One Piece at a Time
We are at week 4 of our Ideation and Development studio class at AC4D. This week, it was imperative for our group (Laura Galos, Lindsay Josal, and Maryanne Lee) to test our ideas with potential users, even though the idea is far from complete.
Because we decided to focus on how design solutions can help families and seniors having difficult aging-related conversations, including driving cessation, we verbally tested short scenarios with families who are having or anticipate having those driving conversations.
We questioned our participants on how they would like the conversation to go–the ideal place to have it, how they would feel, how seniors would ideally feel, the desired outcome, etc. The answers gave us a clearer picture of the ideal conversation from the family members’ perspective, which we were able to map as a journey.
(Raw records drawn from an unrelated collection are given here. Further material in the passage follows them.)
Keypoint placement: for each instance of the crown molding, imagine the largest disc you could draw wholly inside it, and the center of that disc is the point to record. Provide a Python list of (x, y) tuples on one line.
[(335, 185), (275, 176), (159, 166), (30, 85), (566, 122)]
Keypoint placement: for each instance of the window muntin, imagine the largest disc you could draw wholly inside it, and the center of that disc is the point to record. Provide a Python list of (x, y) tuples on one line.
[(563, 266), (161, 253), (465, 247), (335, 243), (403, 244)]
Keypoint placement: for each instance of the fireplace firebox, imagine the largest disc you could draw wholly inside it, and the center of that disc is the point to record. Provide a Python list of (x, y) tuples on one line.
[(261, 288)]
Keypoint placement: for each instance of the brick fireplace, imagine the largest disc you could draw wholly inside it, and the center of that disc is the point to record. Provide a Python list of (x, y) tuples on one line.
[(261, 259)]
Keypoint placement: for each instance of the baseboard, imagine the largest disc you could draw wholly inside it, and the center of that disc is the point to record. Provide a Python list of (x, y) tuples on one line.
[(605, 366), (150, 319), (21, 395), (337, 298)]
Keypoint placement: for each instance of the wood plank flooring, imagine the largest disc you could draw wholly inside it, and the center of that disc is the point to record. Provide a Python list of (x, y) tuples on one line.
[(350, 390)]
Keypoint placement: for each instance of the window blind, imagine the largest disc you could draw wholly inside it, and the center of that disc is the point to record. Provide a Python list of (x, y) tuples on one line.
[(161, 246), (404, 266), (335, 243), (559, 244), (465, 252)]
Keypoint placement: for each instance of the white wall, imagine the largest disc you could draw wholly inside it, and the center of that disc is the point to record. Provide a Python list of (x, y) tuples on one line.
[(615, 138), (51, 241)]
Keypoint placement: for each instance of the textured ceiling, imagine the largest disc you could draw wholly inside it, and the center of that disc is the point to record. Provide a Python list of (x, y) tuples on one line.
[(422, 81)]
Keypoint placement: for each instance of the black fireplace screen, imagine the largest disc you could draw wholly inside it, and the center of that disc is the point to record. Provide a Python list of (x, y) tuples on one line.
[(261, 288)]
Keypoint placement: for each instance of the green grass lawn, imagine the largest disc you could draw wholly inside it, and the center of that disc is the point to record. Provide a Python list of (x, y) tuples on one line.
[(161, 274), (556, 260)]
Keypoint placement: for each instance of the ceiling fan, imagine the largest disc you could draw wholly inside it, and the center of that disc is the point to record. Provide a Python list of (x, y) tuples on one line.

We learned that family members viewed the senior’s home as being the ideal place to have this conversation. They believed it would give seniors a sense of control–which is important as they’re being asked to give a significant measure of independence. When starting the conversation, family members wanted to convey that the conversation was about concerns around health and safety, not the elderly person’s intelligence. Family members wanted seniors to react “rationally” and in a “level-headed” way.
The ideal conversation journey map gave us some insight to the feelings families would want to have during difficult conversations. And it was tempting to try to create a whole system to encompass the entire journey. However, it’s impractical to expect to be able to create a whole working system at once, and we realized we would have to work on small pieces at a time.
Last week our team was excited about the aspect of using of game mechanics to help facilitate the conversations. Although our final product will likely not be a “game” in the traditional sense, we believe that game mechanisms may be of great help in easing tough discussions.
How do you go about finding game mechanics that you’re interested in? You play! Thinking of games we enjoyed playing helped us to think of different game mechanics that we would want to test.To that end, we created sketched wireframes of 3 games we could employ to help foster a discussion in a family. Each has a different emphasis.
Balloon game: Keep the balloon afloat by keeping the conversation going.
Cards: Modelled on Cards Against Humanity, there is a question deck and an answer deck. Questions are about the person asking them, and answers can be filled in on answer cards. The person asking the question decides his or her favorite answer and gives points based on that decision.
In general, feedback about the game mechanics were positive. Participants felt they were a lot of fun. Although the game mechanics don’t yet address all the difficulties of the aging-related conversations, we also asked participants about the games in the context of these discussions. Participants noted that they would like a way of continuing conversations is something interesting or odd came up. They would like to be able to save answers and revisit them. Some participants said that their families do not play games like these together, and so using them at all would be contrived.
We think that our end product needs to be non-threatening and engaging. Based on initial testing, we believe game mechanics have an important place in our design because they can foster these feelings. However, the final product will probably not be a traditional “game” because of the seriousness of the issues and the difference between families on usage of games.
As our project evolves, we continue to refine the idea of “what it is.” As of now, we’re creating a tool to facilitate tough conversations between family members and the elderly. Using game mechanics, we are making the conversation more approachable and collaborative for everyone involved.